You've only posted a few times on this board, maybe you should take a little more time getting to know us before you call a potentially large group of us racist.
<lightbulb> I understand you now.

I don't believe that I called anyone racist. I was trying to point out, in short, that dogs cannot be "racist" in an of themselves. I find it very difficult to believe that the dog, because of the attack, is now prejudiced against all black men. I think, as Richie suggested, that Mesquite senses you and your fiance are now <insert negative emotion here> around black men and relates that <insert negative emotion here> with the attack.

I apologize if my post came off as insulting towards you or anyone else.

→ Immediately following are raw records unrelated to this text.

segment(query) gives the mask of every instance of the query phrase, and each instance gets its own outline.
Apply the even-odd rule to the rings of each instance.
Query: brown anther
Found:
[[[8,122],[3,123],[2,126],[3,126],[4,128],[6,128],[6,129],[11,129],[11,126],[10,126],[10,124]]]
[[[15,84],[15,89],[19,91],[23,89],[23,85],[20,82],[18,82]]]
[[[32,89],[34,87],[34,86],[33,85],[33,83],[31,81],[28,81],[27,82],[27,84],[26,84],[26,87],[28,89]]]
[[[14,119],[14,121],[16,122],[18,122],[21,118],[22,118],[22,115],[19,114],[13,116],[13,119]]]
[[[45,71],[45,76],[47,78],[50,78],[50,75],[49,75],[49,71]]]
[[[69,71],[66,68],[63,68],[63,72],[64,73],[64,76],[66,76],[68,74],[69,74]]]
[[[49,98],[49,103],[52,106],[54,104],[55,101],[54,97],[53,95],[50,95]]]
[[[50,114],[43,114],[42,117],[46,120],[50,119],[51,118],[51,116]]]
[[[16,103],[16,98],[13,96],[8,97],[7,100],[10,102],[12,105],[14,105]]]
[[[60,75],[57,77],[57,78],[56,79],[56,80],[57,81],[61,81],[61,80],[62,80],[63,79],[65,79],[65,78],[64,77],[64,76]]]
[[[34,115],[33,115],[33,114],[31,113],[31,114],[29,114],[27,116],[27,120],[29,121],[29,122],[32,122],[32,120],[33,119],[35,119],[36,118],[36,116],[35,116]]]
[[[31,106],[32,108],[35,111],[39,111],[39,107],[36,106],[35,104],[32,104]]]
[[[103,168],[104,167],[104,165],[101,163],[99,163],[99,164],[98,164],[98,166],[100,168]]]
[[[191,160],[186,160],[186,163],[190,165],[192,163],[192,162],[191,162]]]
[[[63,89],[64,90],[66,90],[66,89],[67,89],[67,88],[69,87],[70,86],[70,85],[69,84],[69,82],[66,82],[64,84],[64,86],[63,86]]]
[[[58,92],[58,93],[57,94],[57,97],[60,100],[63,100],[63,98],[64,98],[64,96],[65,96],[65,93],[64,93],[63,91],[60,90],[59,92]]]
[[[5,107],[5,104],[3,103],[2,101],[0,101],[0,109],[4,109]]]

I fully realize this :p My dog isn't actually "racist", that's a purely human social construct. There is an associated feeling of a scary experience, that is all. She very well could have associated the attack with a baseball cap and began being "racist" against cap wearers.

Randstrauss, if that had happened I guess that would have to mean I'm racist towards cap-wearers, eh? And for that matter, my in-laws must be racist against suit-case holders, because their poodle absolutely HATES anyone carrying a suitcase.

Makes perfect sense.
Understood. It's quite possible that your in-law's poodle had a toe or two run over by someone carrying a suitcase and therefore associates suitcases with a painful experience. I'd rather not belabor the point anymore. Peace?

Poor cat! LMAO!!!!:D
Yeah, I have to say that the cat, a lovely Calimanco and gentle as can be, does not appreciate the dog's attempts at socializing. Our dog is quite jealous that she's allowed on the bed and he is not. He herds her around the house and we constantly have to admonish him with, "Chewie, leave the cat alone!" Quite entertaining. Just not so entertaining for the cat, I suspect.